EU/3/14/1256 - orphan designation for treatment of Leber's congenital amaurosis

Leber's congenital amaurosis is an inherited disease characterised by loss of sight at birth or soon after birth. The disease is linked to a number of genetic defects, which affect the normal development of the light-sensitive cells in the eye.

Leber's congenital amaurosis is a long-term debilitating disease due to progressive loss of vision.

At the time of designation, Leber's congenital amaurosis affected less than 1 in 10,000 people in the European Union (EU). This was equivalent to a total of fewer than 51,000 people*, and is below the ceiling for orphan designation, which is 5 people in 10,000. This is based on the information provided by the sponsor and the knowledge of the Committee for Orphan Medicinal Products (COMP).

*Disclaimer: For the purpose of the designation, the number of patients affected by the condition is estimated and assessed on the basis of data from the European Union (EU 28), Norway, Iceland and Liechtenstein. At the time of designation, this represented a population of 512,900,000 (Eurostat 2014).

At the time of designation, no satisfactory methods were authorised in the EU for treating Leber's congenital amaurosis. Patients with Leber's congenital amaurosis usually received genetic counselling on the risks of passing the condition on to their children, and regular medical follow up.

One form of Leber's congenital amaurosis is caused by a defect in the gene GUCY2D, which is responsible for the production of a protein called RetGC1. This protein has a key role in the correct functioning of the light-sensitive cells of the eye.

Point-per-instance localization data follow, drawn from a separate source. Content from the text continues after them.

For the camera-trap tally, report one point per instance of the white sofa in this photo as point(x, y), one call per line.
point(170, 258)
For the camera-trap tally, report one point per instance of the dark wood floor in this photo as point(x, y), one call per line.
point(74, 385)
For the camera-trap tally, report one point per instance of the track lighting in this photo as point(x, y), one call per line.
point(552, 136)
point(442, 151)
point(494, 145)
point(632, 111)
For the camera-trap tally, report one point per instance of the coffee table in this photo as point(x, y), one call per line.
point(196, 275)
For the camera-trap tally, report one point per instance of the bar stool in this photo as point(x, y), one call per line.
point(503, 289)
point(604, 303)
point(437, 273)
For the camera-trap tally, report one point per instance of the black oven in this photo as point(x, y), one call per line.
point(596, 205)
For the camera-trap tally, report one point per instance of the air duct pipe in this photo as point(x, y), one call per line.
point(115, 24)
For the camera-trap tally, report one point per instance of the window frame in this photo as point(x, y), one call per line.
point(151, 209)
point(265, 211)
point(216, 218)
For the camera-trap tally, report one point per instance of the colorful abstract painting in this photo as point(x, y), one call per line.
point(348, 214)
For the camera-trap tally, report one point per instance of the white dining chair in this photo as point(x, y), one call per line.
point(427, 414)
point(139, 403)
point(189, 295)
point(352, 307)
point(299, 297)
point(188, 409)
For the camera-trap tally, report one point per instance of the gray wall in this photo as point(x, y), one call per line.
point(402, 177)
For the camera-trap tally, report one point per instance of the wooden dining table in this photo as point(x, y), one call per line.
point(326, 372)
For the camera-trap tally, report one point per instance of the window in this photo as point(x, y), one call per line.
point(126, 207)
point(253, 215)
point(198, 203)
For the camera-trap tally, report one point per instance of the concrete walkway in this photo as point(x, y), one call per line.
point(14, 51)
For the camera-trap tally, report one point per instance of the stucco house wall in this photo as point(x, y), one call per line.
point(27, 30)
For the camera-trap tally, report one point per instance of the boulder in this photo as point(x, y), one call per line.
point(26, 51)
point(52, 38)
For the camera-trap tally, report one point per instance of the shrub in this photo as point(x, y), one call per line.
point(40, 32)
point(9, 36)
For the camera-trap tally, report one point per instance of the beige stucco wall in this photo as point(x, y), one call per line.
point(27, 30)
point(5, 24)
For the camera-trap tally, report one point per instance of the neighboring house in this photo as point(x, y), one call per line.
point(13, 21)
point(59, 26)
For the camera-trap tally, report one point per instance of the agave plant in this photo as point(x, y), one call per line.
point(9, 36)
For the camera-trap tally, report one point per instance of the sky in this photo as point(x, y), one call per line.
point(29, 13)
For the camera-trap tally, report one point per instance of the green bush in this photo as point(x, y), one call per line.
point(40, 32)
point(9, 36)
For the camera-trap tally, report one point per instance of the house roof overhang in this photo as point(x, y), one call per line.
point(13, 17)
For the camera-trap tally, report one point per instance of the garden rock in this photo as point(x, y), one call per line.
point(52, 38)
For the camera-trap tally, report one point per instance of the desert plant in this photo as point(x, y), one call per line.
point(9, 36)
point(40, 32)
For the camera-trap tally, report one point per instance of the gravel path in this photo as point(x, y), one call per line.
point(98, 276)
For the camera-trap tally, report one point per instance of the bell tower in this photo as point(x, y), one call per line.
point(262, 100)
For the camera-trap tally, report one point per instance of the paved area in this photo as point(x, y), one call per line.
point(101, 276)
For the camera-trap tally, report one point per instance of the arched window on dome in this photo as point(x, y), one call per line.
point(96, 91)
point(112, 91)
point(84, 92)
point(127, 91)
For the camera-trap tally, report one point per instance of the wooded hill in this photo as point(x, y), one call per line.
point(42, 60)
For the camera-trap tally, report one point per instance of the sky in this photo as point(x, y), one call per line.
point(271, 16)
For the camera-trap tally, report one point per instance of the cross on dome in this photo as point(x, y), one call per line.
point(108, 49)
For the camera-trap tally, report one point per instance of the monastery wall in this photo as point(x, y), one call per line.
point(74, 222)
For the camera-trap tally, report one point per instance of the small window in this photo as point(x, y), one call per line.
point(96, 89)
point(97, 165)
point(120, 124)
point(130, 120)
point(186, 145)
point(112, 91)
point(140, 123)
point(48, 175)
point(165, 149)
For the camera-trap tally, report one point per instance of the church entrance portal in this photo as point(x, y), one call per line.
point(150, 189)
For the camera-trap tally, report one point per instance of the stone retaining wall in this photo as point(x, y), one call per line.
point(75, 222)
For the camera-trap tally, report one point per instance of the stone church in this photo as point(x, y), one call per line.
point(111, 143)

This medicine is made of a virus that contains a normal copy of the GUCY2D gene. When injected into the patient's eye, it is expected that the virus will carry the GUCY2D gene into the light-sensitive cells of the eye, enabling the cells to work normally and thereby helping to improve the patient's sight.

The type of virus used in this medicine ('adeno-associated virus') does not cause disease in humans.

The effects of this medicine have been evaluated in experimental models.

At the time of submission of the application for orphan designation, no clinical trials with the medicine in patients with Leber's congenital amaurosis had been started.

At the time of submission, the medicine was not authorised anywhere in the EU for Leber's congenital amaurosis or designated as an orphan medicinal product elsewhere for this condition.

In accordance with Regulation (EC) No 141/2000 of 16 December 1999, the COMP adopted a positive opinion on 6 February 2014 recommending the granting of this designation.

• the seriousness of the condition;
• the existence of alternative methods of diagnosis, prevention or treatment;
• either the rarity of the condition (affecting not more than 5 in 10,000 people in the EU) or insufficient returns on investment.

Designated orphan medicinal products are products that are still under investigation and are considered for orphan designation on the basis of potential activity. An orphan designation is not a marketing authorisation. As a consequence, demonstration of quality, safety and efficacy is necessary before a product can be granted a marketing authorisation.